Chronopotentiometric Method to Characterize the Electrochemically Active Surface Species and Area in PEM Water Electrolysis Cells and Stacks

As the demand for large-scale implementation of proton exchange membrane water electrolysis (PEMWE) grows, efficient cell diagnostics at the stack level become increasingly important. However, conventional potential-controlled diagnostics such as cyclic voltammetry (CV) are often impractical at the stack level due to a non-uniform voltage distribution when the current is applied via the bipolar plate voltage sense tabs. This study introduces chronopotentiometry (CP) as alternative for stack-level characterization. It involves applying a constant current to a stack and measuring the voltage response of each cell individually.
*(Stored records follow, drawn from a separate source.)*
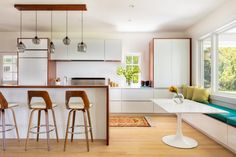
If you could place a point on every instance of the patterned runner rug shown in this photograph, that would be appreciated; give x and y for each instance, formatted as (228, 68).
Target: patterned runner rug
(128, 121)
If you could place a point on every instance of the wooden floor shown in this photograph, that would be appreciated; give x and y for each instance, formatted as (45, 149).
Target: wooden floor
(133, 142)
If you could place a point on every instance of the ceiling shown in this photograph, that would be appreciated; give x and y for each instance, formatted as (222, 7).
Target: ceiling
(112, 15)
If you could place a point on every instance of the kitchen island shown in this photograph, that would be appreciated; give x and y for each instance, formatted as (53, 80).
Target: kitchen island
(98, 96)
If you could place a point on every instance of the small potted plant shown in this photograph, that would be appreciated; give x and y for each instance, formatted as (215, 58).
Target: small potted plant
(178, 97)
(128, 73)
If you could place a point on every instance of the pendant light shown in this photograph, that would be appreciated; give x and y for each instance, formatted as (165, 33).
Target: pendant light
(52, 46)
(82, 47)
(66, 40)
(20, 45)
(36, 40)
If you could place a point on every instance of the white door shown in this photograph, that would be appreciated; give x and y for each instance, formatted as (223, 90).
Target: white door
(113, 49)
(180, 62)
(61, 50)
(33, 71)
(162, 63)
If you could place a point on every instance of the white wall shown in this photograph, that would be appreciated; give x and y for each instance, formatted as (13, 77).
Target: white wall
(220, 17)
(131, 43)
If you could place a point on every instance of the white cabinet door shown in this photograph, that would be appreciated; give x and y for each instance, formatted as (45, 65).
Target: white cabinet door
(30, 46)
(61, 50)
(113, 49)
(33, 71)
(180, 62)
(115, 106)
(29, 53)
(139, 94)
(137, 107)
(115, 94)
(162, 63)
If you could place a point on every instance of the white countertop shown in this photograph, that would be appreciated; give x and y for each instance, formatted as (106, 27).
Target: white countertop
(188, 106)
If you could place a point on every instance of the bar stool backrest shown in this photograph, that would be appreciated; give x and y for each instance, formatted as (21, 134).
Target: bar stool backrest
(79, 94)
(40, 94)
(3, 102)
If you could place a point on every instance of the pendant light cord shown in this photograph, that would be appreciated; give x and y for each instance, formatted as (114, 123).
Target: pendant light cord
(20, 25)
(82, 29)
(36, 22)
(66, 23)
(51, 25)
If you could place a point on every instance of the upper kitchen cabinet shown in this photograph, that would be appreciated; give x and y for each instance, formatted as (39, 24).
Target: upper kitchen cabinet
(113, 50)
(170, 62)
(61, 50)
(95, 50)
(30, 46)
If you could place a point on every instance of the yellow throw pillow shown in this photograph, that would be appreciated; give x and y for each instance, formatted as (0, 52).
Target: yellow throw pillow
(184, 90)
(190, 90)
(201, 95)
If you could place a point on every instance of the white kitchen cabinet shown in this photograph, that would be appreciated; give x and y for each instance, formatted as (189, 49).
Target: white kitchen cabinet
(142, 94)
(95, 50)
(113, 50)
(33, 71)
(30, 46)
(137, 107)
(61, 50)
(171, 62)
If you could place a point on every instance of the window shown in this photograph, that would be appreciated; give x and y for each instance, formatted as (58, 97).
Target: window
(227, 61)
(9, 68)
(132, 61)
(219, 61)
(206, 52)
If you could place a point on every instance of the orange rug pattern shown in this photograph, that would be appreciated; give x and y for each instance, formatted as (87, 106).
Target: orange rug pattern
(128, 121)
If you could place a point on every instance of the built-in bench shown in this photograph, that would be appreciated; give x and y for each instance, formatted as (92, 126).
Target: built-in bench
(229, 118)
(219, 127)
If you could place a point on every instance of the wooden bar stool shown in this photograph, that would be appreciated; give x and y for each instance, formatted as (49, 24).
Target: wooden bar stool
(4, 105)
(77, 106)
(44, 105)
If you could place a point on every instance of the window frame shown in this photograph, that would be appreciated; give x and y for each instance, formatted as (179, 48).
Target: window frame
(214, 61)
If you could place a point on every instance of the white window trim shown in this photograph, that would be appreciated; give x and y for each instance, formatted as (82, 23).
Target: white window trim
(215, 93)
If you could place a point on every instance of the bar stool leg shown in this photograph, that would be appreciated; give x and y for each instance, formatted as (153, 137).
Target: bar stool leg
(29, 127)
(14, 118)
(90, 125)
(86, 129)
(3, 131)
(55, 124)
(73, 125)
(67, 128)
(38, 127)
(47, 128)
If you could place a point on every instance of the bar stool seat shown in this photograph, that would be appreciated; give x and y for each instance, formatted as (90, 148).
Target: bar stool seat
(11, 105)
(40, 105)
(77, 105)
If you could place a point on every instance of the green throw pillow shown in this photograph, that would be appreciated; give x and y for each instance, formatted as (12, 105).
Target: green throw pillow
(190, 90)
(201, 95)
(184, 91)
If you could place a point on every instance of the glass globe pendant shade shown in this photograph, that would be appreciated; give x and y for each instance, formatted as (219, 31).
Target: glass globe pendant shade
(66, 40)
(20, 47)
(36, 40)
(52, 47)
(82, 47)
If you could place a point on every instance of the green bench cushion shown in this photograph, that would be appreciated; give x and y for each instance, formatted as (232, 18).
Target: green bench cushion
(225, 116)
(232, 121)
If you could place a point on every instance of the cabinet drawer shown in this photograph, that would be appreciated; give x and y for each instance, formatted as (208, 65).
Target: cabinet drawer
(137, 94)
(115, 94)
(115, 106)
(137, 107)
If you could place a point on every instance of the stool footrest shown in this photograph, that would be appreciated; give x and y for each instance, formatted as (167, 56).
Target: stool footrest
(9, 127)
(51, 128)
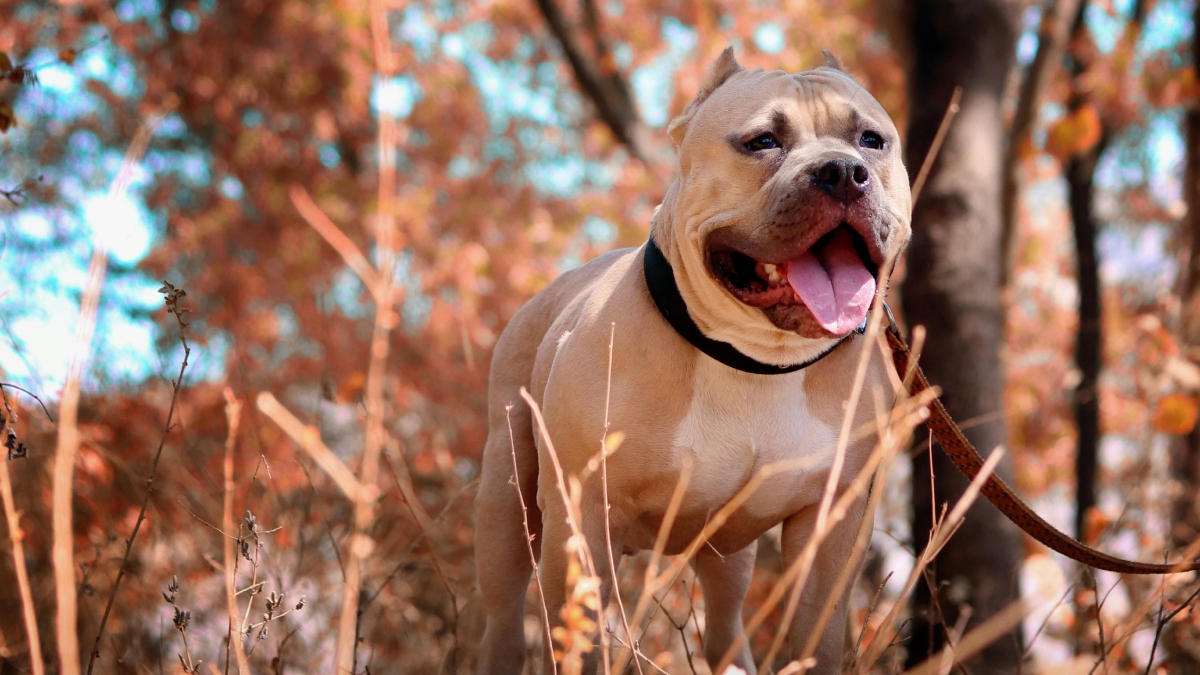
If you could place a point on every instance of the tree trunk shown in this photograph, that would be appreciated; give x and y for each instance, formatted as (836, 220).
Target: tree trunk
(953, 288)
(1089, 358)
(1180, 639)
(1186, 458)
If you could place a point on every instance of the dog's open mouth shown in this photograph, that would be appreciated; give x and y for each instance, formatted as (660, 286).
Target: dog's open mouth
(834, 279)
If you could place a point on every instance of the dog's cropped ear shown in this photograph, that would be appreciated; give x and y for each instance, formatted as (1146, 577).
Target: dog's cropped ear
(724, 67)
(833, 61)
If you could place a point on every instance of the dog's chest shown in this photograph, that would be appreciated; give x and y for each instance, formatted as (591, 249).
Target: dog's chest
(739, 424)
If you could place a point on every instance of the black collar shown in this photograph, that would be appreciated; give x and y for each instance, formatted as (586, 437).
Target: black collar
(660, 280)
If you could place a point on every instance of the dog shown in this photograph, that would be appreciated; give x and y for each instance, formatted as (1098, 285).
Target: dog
(733, 346)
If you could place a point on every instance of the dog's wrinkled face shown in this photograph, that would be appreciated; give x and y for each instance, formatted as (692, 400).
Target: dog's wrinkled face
(791, 192)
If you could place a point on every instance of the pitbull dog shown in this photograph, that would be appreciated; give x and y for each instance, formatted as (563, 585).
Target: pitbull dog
(790, 192)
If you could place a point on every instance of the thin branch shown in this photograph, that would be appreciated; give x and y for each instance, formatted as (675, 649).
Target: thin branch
(30, 394)
(172, 300)
(66, 627)
(385, 318)
(525, 524)
(233, 418)
(335, 237)
(927, 165)
(1056, 19)
(18, 561)
(309, 438)
(607, 91)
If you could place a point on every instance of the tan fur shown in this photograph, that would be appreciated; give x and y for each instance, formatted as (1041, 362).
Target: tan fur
(675, 402)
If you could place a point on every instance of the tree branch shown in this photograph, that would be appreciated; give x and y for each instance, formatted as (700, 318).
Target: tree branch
(1056, 21)
(599, 77)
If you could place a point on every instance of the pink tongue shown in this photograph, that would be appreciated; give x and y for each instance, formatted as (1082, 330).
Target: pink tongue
(833, 284)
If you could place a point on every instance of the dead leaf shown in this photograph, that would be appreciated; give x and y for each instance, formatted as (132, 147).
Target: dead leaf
(1176, 413)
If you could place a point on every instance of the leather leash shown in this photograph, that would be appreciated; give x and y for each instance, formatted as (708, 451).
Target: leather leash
(964, 455)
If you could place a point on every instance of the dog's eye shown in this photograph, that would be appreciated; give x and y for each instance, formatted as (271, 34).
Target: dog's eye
(871, 139)
(762, 142)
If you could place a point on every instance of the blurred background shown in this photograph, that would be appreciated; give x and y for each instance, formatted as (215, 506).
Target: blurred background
(469, 153)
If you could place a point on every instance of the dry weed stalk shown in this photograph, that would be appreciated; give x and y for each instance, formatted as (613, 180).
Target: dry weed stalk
(885, 452)
(233, 417)
(379, 280)
(581, 572)
(172, 297)
(63, 551)
(1133, 620)
(988, 632)
(607, 507)
(529, 537)
(941, 533)
(18, 550)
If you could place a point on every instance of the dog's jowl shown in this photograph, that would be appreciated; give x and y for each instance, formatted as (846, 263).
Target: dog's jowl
(735, 346)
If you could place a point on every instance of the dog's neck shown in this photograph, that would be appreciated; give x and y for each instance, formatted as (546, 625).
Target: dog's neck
(661, 282)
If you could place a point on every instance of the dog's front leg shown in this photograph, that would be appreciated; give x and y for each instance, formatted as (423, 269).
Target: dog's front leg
(833, 555)
(725, 581)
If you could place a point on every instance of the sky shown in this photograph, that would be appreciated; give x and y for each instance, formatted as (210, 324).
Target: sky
(39, 298)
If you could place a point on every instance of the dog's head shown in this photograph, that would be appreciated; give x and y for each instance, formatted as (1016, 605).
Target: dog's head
(791, 193)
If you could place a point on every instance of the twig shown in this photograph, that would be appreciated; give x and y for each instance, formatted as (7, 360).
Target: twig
(867, 621)
(172, 300)
(66, 629)
(64, 471)
(309, 438)
(18, 562)
(525, 524)
(943, 530)
(30, 394)
(335, 237)
(1163, 621)
(952, 109)
(973, 641)
(385, 318)
(233, 418)
(607, 507)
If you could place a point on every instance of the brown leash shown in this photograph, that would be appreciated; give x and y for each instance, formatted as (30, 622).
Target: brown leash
(967, 459)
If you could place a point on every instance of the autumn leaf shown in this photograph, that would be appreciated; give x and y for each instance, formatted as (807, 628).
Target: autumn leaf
(7, 120)
(1176, 413)
(1074, 133)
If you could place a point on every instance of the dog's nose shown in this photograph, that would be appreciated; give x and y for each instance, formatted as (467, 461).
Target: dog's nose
(844, 179)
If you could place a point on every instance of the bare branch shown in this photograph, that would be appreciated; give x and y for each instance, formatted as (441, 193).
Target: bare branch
(599, 78)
The cell potential changes can then be converted into differential capacities, providing similar capacitance vs voltage responses as obtained by cyclic voltammetry. Here, the CP method was first validated on 5 cm² active area single-cells and then extended to a 25 cm² rainbow short-stack containing five cells with four different anode catalysts, namely IrO₂-coated TiO₂, Ir-coated TiO₂, and two different versions of partially crystalline iridium oxide coated on TiO₂. For each catalyst, the CP or CV based capacitance vs voltage profiles are essentially identical. The advantages and limitations of the CP technique are being discussed, also in view of rainbow stacks with anodes with substantially different loadings or capacitances.